Preemption Failures on Linux

Message boards : Number crunching : Preemption Failures on Linux

To post messages, you must log in.

Previous · 1 · 2

AuthorMessage
davidtaille

Send message
Joined: 7 Oct 07
Posts: 2
Credit: 1,470,348
RAC: 0
Message 47887 - Posted: 20 Oct 2007, 22:18:30 UTC - in response to Message 47841.  

Following up on my stalls experience... some more data.

I setup another machine : it's a dell d610 laptop whith Ubuntu 7.04. Boinc messages say:
Starting BOINC client version 5.4.11 for i686-pc-linux-gnu
libcurl/7.16.0 OpenSSL/0.9.8d zlib/1.2.3
...
Processor: 1 GenuineIntel Intel(R) Pentium(R) M processor 2.00GHz
Memory: 1.98 GB physical, 2.50 GB virtual
Disk: 8.86 GB total, 1.43 GB free
The machine is not overclocked.
This machine was "boinc'ed" this morning (default prefs), attached only to Rosetta.
I let it work on 6 rosetta WUs : 4 completed successfully, 2 died in computation errors ; all 6 WUs ended in some way and were reported.

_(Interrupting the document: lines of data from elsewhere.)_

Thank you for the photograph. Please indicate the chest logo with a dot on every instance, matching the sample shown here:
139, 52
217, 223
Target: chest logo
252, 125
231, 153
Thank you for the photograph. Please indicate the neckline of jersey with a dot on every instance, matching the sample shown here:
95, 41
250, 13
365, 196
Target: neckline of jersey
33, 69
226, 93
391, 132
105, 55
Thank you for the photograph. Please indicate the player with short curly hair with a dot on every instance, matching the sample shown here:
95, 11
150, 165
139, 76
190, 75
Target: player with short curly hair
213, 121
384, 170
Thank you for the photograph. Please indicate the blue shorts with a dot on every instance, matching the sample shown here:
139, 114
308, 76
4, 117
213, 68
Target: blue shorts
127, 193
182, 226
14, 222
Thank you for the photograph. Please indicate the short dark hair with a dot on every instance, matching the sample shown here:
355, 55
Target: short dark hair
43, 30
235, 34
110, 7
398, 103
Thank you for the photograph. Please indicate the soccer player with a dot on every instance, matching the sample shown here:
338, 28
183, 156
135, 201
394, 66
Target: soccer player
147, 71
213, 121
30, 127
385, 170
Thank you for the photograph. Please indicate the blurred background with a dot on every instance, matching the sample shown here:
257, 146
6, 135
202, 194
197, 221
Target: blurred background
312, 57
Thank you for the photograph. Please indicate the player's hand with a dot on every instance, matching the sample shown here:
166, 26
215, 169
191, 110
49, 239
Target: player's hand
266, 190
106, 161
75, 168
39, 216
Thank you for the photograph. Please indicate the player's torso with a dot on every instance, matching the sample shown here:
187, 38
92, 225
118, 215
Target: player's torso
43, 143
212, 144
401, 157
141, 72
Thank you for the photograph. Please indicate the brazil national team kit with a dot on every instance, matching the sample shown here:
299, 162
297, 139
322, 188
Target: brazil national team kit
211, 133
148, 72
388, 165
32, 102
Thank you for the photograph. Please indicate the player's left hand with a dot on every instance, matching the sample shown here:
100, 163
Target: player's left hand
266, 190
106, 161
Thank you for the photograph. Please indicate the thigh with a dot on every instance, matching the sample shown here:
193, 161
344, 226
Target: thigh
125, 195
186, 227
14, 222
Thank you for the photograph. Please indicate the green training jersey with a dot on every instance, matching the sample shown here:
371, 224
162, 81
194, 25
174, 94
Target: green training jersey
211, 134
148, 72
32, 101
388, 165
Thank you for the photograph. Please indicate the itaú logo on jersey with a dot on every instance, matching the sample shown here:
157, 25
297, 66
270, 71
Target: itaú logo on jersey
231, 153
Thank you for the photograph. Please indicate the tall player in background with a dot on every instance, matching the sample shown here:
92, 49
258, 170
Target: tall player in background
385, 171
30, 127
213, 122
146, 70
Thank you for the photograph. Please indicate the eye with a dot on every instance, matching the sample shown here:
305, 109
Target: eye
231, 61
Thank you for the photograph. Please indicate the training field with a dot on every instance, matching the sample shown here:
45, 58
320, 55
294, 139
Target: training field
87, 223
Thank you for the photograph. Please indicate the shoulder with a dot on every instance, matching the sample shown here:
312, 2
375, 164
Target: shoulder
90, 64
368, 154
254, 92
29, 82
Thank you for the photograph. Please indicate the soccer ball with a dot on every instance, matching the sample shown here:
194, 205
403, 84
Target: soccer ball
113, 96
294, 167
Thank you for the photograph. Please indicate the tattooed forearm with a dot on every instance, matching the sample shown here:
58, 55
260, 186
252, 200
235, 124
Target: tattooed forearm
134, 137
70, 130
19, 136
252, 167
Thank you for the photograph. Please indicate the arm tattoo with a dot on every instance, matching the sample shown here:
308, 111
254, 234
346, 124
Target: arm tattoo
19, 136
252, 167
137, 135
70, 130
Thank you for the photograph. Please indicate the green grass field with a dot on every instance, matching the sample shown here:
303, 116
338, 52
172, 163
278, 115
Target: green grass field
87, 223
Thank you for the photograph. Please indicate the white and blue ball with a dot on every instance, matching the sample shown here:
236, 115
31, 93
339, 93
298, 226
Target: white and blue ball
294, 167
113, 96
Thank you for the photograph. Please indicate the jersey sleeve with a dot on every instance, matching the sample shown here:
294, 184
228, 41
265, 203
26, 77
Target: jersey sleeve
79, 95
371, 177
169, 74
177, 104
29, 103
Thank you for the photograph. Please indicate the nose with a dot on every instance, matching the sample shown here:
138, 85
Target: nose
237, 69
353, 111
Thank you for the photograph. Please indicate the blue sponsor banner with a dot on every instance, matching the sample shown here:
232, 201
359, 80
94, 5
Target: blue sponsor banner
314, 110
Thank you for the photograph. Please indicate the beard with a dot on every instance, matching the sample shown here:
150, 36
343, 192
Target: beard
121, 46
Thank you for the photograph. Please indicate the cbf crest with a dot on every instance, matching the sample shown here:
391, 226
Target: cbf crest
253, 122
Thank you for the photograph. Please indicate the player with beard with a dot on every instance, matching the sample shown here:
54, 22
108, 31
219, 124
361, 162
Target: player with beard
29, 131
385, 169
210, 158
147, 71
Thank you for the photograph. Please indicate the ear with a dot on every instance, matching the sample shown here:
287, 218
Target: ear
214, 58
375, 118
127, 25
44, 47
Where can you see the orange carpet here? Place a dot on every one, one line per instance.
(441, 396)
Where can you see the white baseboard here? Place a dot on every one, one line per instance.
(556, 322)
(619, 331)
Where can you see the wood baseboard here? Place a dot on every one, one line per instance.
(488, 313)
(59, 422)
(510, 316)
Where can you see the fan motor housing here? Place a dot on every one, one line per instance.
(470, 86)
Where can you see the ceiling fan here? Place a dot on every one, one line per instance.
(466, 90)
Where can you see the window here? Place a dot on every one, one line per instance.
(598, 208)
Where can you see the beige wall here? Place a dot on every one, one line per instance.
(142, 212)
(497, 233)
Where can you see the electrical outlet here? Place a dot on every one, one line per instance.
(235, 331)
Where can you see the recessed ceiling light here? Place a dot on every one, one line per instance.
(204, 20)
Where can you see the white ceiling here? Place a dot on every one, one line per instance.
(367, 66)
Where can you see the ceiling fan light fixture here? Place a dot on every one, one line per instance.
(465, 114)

That is : no stalls.
Then I attached the machine to Seti and let boinc switch between seti and rosetta every hour. 1 seti completed, 1 rosetta completed, and then I got the second rosetta WU stalled after a 2-hour run.

Just to make sure the 1st machine I mentioned 2 posts above was not having hardware problems, I paused LHC and Seti to let Rosetta run uninterrupted for some time. It successfully completed a Rosetta WU and seems to happily crunch on another. This has only occurred once before since Oct 7...
(by the way, this computer undergone a hardware test on Sept 30)

So, it seems that whether Pentium M or VIA Esther, Ubuntu 7.04 or CentOS 5 :
preempting => stalls.
not preempting => no stalls.
Until you fix the bug, I think I'll turn off project switching and let each WU run to its end w/o being paused.

David
ID: 47887 · Rating: 0 · rate: Rate + / Rate - Report as offensive    Reply Quote
Harrison Neal

Send message
Joined: 30 Jul 07
Posts: 8
Credit: 133,501
RAC: 0
Message 48044 - Posted: 26 Oct 2007, 19:18:36 UTC
Last modified: 26 Oct 2007, 19:21:41 UTC

Since I goofed and was apparently supposed to post here instead of starting another thread ( https://boinc.bakerlab.org/rosetta/forum_thread.php?id=3684 ), here's some information.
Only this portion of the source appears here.